Roger, maybe I can add something that helps. Even while I don’t accept macro-evolution, I think I understand the theory well enough in this area of symbiosis vs competition. Part of the confusion centers around a survival of the species, vs survival of the individual. Both are part of the evolutionary theory. Survival of the individual supposes that the individual carries small barely perceptible differences compared to less “fit” individuals within the same species. This process is supposed to slowly change the dominant characteristics of the species or genotype. So for example, if an original tiger had offspring that were white and yellow, then in a snowy environment, the white tigers might survive better because they could sneak up on prey, while the yellow ones would survive better and become dominant in the wooded jungles because they could sneak up on prey better there. This could happen even if generally only 5% of the offspring were white tigers. You see the adaptation is that the yellow are eliminated due to starvation in the snow, while the white cannot get enough to eat in the jungle. Something similar would apply to white foxes vs red foxes, and white bears vs brown bears. The animals most likely to survive, are selected by their environment.
With bacteria, they do not “learn” to adapt. What happens is when a population of ecoli are in a culture that is not generally favorable, most of them die off. But there may be one or two cells that survive due to a mutation, or due to the genetic variability in the population. They may not survive as well as the others when there is oxygen, but they are the only ones to survive in anoxic conditions. They are selected by their environment. Individuals do not adapt, but the population as a whole adapts.
We can see the correlations of animals in function and color to their environment. We know this happens since we can observe it. What we cannot observe is that this process creates distinctly new species.
Not every form of natural selection would be a struggle between various species, in that I agree with you. Sometimes they are simply in the wrong location, where food or temperature are not conducive.
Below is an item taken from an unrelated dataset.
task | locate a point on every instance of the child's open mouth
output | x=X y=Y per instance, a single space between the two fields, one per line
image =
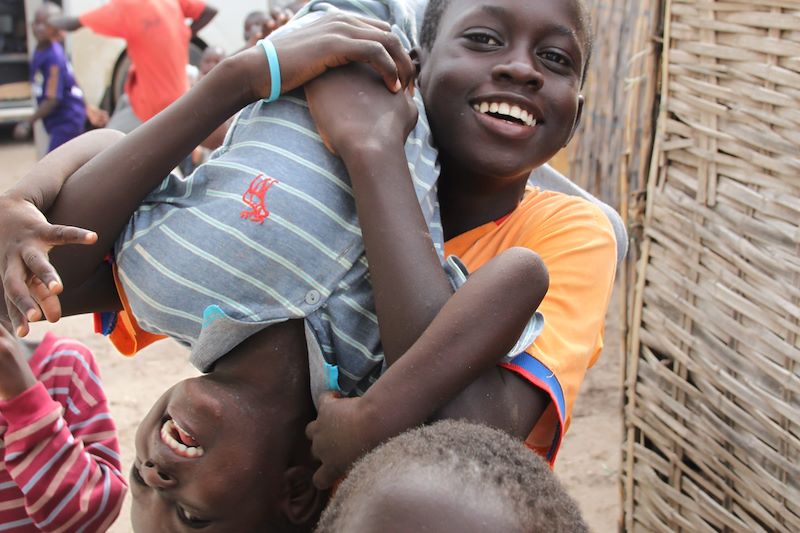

Symbioses is generally just an expansion of a way of acquiring food, or in some cases protection from predators. Those who live in symbiotic situations are more likely to survive again. The pilot fish that clean the sharks benefit from the sharks desire to be cleaned. Sharks that do not get cleaned get sick more often and don’t survive as long. The pilot fish who clean sharks get more food than other pilot fish who ignore this food supply. Behaviour is certainly a learned behaviour sometimes, although sometimes it is also somewhat instinctive. Or it can be taught. That is a form of adaptation as well. But again, it cannot lead to biological evolution unless there is a genetic cause or association. The fish will continue to be a fish, and its appearance will not change merely because its behaviour changes. On the other hand, evolutionists will claim that genetic changes within two species might lead to a new symbiotic behaviour that benefits both species.
Cooperation is another example of natural selection or survival of those who adapt. When wolves hunt together, they cooperate as a pack to find and bring down food. It is more likely in difficult times, that a lone wolf will not be able to bring down a large moose for supper. So cooperation enables survival. Natural selection selects against the lone wolf. In a similar way, a herd of water buffalo can defend against a pride of lions by cooperating in numbers. The lone buffalo will be conquered by the lions. So cooperation is real, but does not really change the precept of natural selection.
However, natural selection does not create new species, it only ensures the survival of some species, and usually the survival of the healthy and strong and best adapted within that species. As a general rule, it works against the survival of off-types, and against survival of new mutations, which are usually deleterious.